The MPICH implementation of MPI  is one of the most popular versions of MPI. Recently, MPICH was completely rewritten; the new version is called MPICH2 and includes all of MPI, both MPI-1 and MPI-2. In this section we describe how to obtain, build, and install MPICH2 on a Beowulf cluster. We then describe how to set up an MPICH2 environment in which MPI programs can be compiled, executed, and debugged. We recommend MPICH2 for all Beowulf clusters. Original MPICH is still available but is no longer being developed.

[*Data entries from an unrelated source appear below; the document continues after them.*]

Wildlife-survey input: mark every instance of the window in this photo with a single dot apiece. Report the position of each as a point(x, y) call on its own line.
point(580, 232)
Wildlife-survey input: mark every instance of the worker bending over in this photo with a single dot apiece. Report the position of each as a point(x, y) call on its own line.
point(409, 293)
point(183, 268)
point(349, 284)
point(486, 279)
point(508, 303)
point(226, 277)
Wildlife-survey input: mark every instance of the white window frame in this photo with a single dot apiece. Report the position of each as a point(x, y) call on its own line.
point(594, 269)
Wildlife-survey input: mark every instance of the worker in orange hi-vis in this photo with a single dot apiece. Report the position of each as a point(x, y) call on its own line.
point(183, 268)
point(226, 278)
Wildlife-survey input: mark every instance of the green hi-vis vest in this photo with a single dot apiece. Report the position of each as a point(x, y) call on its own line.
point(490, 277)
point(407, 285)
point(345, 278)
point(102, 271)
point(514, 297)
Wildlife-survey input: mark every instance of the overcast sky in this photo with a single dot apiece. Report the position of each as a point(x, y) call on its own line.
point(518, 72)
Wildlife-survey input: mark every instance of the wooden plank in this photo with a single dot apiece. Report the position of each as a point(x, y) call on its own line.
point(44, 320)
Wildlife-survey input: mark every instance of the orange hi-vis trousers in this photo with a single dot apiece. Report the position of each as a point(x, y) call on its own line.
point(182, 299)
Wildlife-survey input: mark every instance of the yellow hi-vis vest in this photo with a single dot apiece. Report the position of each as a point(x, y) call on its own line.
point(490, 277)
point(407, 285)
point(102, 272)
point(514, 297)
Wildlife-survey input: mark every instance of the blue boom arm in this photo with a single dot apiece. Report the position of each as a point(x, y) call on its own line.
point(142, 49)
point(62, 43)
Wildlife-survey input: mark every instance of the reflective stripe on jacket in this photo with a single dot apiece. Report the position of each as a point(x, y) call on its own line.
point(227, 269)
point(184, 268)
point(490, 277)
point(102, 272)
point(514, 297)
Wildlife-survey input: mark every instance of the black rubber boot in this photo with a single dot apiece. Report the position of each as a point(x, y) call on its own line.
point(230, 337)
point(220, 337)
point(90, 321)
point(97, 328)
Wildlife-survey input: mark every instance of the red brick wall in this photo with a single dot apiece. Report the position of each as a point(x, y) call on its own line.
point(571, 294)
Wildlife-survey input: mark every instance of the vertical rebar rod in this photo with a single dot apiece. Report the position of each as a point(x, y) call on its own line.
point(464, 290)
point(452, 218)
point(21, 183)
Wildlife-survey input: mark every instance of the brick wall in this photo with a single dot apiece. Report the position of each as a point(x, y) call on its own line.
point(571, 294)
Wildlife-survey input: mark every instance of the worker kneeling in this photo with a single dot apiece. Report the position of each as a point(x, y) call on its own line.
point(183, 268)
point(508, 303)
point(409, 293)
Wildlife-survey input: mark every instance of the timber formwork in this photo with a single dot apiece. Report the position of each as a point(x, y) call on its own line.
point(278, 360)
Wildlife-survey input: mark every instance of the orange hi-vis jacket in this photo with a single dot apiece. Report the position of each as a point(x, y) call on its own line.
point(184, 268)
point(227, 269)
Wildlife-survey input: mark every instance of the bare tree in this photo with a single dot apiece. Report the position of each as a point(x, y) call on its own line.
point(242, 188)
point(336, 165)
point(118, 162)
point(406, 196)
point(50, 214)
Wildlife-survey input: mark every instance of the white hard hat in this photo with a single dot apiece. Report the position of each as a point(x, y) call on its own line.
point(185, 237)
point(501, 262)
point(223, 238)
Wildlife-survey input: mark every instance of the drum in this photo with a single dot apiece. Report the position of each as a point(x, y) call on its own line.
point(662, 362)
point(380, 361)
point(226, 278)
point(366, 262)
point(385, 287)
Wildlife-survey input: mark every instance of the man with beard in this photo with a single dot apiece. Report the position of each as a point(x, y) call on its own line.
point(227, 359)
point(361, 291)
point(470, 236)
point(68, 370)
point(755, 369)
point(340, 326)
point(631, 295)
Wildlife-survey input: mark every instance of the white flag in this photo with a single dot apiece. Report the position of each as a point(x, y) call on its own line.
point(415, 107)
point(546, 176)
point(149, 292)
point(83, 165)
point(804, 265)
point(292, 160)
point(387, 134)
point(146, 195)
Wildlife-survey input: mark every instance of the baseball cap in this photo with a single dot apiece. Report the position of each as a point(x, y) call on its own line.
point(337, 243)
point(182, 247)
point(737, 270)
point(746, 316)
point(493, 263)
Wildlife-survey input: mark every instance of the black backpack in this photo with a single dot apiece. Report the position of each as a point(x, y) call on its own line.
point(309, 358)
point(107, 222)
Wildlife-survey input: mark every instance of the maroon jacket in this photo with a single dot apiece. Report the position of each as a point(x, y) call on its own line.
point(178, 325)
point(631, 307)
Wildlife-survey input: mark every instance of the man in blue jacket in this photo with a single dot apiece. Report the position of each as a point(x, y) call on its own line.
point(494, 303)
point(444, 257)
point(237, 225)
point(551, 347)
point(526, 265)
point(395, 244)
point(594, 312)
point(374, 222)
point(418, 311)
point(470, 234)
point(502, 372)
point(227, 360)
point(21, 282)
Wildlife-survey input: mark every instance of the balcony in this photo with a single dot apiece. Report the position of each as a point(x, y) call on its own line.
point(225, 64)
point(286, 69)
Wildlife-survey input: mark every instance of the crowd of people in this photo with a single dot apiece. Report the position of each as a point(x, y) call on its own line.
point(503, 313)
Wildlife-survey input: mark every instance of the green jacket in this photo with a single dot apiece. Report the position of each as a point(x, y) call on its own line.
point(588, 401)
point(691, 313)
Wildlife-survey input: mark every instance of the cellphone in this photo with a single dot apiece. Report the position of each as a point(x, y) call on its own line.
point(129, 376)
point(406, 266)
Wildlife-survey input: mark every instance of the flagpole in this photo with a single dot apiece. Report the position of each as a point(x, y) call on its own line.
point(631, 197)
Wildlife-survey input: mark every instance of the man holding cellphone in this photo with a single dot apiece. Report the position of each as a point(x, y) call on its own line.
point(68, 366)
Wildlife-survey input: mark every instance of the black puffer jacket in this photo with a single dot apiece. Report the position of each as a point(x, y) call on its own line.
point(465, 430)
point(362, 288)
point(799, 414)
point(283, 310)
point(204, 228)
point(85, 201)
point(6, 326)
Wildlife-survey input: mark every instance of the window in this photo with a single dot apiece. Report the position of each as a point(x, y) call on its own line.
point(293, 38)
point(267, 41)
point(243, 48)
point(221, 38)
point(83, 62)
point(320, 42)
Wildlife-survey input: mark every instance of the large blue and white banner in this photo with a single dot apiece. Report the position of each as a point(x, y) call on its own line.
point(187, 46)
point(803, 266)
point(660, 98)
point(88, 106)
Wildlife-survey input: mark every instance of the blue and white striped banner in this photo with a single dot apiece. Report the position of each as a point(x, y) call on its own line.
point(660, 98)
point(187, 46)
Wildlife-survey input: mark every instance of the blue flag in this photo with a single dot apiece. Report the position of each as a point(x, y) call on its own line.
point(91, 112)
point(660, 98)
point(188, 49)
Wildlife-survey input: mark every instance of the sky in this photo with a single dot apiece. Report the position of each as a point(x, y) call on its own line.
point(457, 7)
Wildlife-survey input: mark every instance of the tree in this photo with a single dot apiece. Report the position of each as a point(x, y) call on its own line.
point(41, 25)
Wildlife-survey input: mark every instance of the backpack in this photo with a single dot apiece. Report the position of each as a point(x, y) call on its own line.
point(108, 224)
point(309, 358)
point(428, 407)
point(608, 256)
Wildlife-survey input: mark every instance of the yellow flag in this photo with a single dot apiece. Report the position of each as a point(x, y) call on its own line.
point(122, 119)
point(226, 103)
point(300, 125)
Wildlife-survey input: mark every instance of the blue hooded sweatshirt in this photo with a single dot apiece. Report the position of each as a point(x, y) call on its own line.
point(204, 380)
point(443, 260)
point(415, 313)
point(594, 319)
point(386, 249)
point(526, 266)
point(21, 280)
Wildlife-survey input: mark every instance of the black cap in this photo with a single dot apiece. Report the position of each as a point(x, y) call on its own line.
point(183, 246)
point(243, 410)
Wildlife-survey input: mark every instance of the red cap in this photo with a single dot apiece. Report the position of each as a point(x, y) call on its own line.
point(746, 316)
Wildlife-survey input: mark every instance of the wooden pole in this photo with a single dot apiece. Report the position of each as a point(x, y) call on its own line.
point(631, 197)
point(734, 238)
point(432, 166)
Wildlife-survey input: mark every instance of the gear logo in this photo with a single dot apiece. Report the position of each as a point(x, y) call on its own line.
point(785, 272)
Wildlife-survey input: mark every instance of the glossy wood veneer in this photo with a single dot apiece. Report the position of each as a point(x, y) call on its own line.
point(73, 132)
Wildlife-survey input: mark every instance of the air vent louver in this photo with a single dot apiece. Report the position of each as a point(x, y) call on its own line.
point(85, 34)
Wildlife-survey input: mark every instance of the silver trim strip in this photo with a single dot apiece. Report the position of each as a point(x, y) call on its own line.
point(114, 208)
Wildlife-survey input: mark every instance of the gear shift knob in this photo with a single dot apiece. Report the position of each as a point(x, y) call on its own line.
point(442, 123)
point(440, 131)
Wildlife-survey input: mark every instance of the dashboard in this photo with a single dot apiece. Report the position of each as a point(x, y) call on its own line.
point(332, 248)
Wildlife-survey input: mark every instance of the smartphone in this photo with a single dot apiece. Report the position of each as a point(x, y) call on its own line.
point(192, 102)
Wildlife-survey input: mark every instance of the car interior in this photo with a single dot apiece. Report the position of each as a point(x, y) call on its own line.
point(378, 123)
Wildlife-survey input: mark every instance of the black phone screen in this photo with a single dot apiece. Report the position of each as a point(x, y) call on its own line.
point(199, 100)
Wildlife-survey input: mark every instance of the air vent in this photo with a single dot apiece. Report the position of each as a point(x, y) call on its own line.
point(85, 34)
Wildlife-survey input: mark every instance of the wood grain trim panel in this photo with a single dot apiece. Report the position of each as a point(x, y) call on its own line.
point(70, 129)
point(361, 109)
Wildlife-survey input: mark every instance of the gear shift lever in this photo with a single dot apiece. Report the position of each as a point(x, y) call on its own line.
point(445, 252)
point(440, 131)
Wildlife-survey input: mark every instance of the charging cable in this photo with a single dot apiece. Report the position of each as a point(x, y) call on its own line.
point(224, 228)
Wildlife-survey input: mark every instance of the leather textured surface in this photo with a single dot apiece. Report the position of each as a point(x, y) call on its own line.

The current version of MPICH2 is available at www.mcs.anl.gov/mpi/mpich. From there one can download a gzipped tar file containing the complete MPICH2 distribution, which contains
all source code for MPICH2;
configure scripts for building MPICH2 on a wide variety of environments, including Linux clusters;
simple example programs like the ones in this chapter;
MPI compliance test programs; and
the MPD parallel process management system.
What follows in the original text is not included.